Massa is one for descriptions and detail, even topographic ones, including Czechoslovakian poet Jan Kollâr’s bronze monument, as well as inter-textual references which were taken from Dun Karm’s Lil Malta and Spes Ultima, together with a good number of adages, some in Latin. Also flashes from old Malta, traditions and pastimes now entirely forgotten.

Massa’s use of the Maltese language is as beautiful and correct as ever

The moment when the two young Maltese men find themselves in Prague is tension itself, replete with uncertainty and fear, as they end up in a communist country where the Catholic Church was the target of the regime. From here on, Massa unfolds a stirring friendship between one of the Maltese young men and a Czechoslovakian girl, Nina. Here the author resorts to fiction, retaining the socio-political background, in a dramatic way. And in comes Massa’s second favourite theme: “Faith in the face of adversity and great danger”.

Massa’s use of the Maltese language is as beautiful and correct as ever, with frequent surprises thrown in. L-Istar tal-Imgħoddi is a struggle between good and evil, freedom and the  oppression of a people, but also about love between a young Maltese man and a young Czechoslovakian girl. Massa also implies that the Czechoslovakians, particularly the younger generation, were certainly no gullible fools.

The story gathers momentum when its characters run to freedom. It is a physically difficult journey, which takes time. Massa reminds us that there was huge discontentment among the invading soldiers, certainly against the pressure forced upon them. Also highlighted is the effort on the part of the Czechoslovakians to hinder the invaders. Again, historical quotes from actual papers of the time, resorted to quite often, may be bordering on the tedious, but excusing the author in the name of historic accuracy within a fictitious novel.
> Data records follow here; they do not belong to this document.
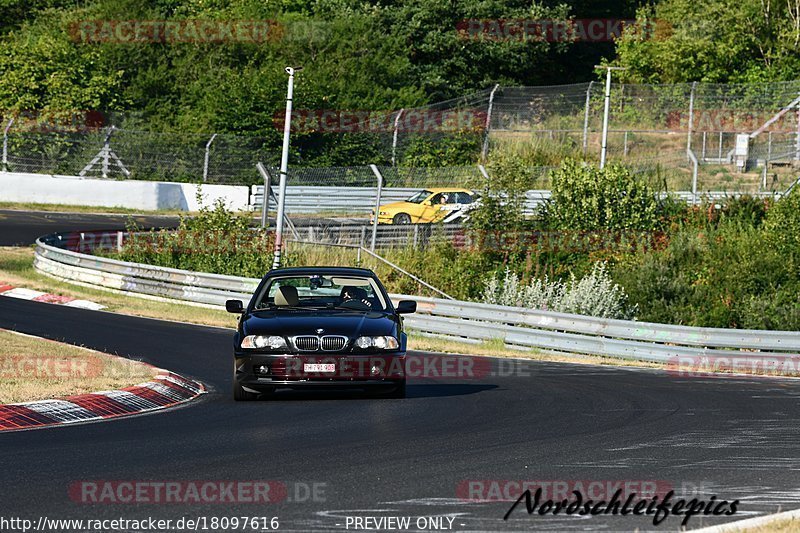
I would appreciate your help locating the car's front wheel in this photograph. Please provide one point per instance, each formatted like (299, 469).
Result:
(402, 218)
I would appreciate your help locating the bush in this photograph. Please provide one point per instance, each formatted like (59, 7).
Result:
(587, 198)
(216, 240)
(594, 295)
(503, 196)
(782, 225)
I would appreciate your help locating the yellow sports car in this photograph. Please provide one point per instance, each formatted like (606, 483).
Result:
(429, 205)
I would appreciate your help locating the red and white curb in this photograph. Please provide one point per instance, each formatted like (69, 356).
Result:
(167, 389)
(37, 296)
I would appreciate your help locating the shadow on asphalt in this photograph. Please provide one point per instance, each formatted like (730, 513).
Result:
(432, 390)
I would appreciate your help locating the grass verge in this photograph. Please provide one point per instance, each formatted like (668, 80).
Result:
(33, 368)
(68, 208)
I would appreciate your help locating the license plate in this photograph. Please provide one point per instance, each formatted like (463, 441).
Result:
(319, 367)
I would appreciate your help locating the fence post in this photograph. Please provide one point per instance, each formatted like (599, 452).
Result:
(287, 126)
(586, 119)
(394, 136)
(205, 158)
(691, 117)
(377, 206)
(107, 151)
(5, 144)
(265, 203)
(485, 149)
(797, 139)
(769, 148)
(694, 161)
(703, 153)
(606, 113)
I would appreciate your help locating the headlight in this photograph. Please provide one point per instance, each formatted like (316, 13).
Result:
(381, 343)
(273, 342)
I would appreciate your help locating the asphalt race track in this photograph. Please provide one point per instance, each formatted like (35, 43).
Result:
(737, 438)
(21, 228)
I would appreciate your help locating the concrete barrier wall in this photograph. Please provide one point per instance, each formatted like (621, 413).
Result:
(144, 195)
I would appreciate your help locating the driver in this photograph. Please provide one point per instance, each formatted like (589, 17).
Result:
(350, 294)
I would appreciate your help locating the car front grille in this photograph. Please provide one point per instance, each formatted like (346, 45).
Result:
(306, 343)
(328, 343)
(333, 343)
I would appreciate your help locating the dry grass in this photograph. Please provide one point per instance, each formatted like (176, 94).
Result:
(790, 525)
(16, 268)
(33, 368)
(496, 348)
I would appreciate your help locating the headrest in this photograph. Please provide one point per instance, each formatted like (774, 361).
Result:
(353, 293)
(286, 296)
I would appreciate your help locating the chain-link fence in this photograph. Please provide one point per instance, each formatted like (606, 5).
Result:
(651, 127)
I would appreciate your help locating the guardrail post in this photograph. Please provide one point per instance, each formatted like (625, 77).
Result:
(586, 118)
(377, 206)
(485, 149)
(205, 158)
(5, 144)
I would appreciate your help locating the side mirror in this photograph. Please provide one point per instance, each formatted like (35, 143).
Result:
(234, 306)
(406, 306)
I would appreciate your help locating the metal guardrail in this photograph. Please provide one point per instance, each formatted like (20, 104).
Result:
(465, 321)
(361, 200)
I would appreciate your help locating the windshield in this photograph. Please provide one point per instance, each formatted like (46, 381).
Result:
(419, 197)
(316, 291)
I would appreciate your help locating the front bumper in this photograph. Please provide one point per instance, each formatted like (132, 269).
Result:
(267, 371)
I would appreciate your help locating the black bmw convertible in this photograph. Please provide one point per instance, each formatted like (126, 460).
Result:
(319, 327)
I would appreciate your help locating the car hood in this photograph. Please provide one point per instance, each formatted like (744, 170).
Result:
(398, 205)
(334, 322)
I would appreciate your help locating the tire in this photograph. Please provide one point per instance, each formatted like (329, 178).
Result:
(241, 395)
(402, 219)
Readers can relax for a while from the tension in the face of Prague’s crude fate, occupied as it was by the Soviets, when Massa carries them to the idyllic woods and the countryside of Pisek, dropping an environmental aside. “I understood then how we Maltese lack such natural beauty and, how Man is duty-bound to love and respect the Creator’s love and greatness.” In spite of the troubled national situation in the country, the main characters still have their share of good news.

The story recalls the obstacles, mishaps and the dangers that migrants have to go through, as they still do to this very day: forced separation from loved ones, fear, uncertainty, death. Massa shows life at its most paradoxical. He links a moment of freedom with another in which death is all-powerful. Thus, the descriptive passages, alternating between pessimism and optimism, whilst the others are just simply reflexive.
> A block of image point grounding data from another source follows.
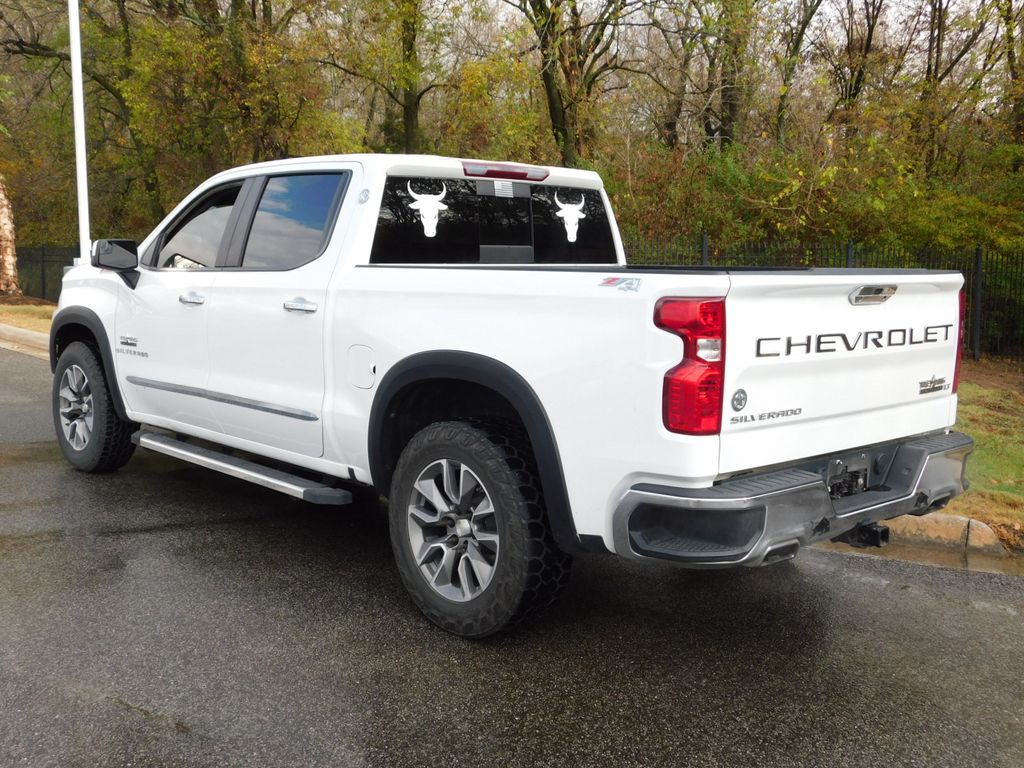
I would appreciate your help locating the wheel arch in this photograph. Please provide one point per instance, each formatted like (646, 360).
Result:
(486, 374)
(80, 324)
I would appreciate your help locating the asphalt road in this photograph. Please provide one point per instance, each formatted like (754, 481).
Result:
(165, 615)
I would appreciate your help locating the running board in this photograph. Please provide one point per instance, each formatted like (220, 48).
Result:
(300, 487)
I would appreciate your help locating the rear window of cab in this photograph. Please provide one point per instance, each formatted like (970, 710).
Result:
(458, 221)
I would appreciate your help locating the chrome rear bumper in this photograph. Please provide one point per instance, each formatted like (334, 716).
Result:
(764, 518)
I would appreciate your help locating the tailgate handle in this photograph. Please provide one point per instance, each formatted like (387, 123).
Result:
(871, 294)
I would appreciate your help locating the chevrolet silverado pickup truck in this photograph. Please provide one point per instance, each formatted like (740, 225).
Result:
(467, 339)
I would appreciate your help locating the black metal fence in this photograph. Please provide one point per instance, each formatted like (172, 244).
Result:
(41, 268)
(993, 279)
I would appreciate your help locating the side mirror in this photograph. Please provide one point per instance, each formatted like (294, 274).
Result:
(119, 255)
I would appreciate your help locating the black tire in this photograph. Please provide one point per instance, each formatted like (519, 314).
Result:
(109, 445)
(528, 571)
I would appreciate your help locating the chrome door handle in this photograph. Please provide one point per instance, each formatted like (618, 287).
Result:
(300, 305)
(192, 298)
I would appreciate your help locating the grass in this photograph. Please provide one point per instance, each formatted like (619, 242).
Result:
(991, 411)
(27, 314)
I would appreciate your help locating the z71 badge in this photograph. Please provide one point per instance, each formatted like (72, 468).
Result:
(623, 284)
(933, 385)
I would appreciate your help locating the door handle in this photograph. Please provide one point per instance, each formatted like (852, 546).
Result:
(300, 305)
(192, 298)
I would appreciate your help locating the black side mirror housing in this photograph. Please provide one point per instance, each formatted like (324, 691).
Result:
(119, 255)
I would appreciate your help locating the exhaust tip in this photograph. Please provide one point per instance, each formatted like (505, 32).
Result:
(865, 535)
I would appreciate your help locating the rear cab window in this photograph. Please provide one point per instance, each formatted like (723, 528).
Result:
(425, 220)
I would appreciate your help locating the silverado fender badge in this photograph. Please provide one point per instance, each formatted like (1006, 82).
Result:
(871, 294)
(623, 284)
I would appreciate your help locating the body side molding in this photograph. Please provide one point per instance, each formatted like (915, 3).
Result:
(486, 372)
(78, 315)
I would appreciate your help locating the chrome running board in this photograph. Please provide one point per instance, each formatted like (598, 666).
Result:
(275, 479)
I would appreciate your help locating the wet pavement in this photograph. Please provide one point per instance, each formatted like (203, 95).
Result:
(165, 615)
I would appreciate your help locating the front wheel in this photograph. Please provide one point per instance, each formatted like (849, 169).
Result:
(469, 531)
(89, 431)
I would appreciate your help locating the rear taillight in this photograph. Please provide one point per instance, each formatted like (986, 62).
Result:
(960, 339)
(692, 393)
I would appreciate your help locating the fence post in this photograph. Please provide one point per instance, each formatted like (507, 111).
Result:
(976, 304)
(42, 273)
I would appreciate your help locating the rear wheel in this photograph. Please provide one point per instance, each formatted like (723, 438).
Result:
(89, 431)
(469, 531)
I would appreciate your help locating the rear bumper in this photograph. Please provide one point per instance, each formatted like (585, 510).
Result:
(765, 518)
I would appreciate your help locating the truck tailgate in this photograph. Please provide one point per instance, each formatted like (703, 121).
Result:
(821, 361)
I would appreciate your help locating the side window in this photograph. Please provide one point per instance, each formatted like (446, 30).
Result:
(194, 242)
(293, 220)
(457, 221)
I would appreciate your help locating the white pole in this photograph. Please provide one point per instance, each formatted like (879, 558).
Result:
(78, 99)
After 148 pages since the romp into flashback, Massa carries us back to the present. From dictatorship we revert to democracy. On one side, death, separation from loved ones; on the other, love between a man and a woman, the family, children. Supreme is the idea that man’s life is not an easy one, but solidarity and faith in a better life await on the other side.

Some may sneer at a novel containing such high moralistic issues, as many others will indubitably go for a good, clean story with no complexity of content. L-Istar tal-Imgħoddi, 50 years after the invasion of Czechoslovakia by the Soviet Union and 41 years from the first edition of the novel, will surely recapture its own actual meaning in a world, not so far away from us, where the powers that be still manipulate weak minds, a world where respect towards nature has diminished drastically, a world where the movements of desperate people in search of a better life, and the struggle between good and evil, are still tragically real.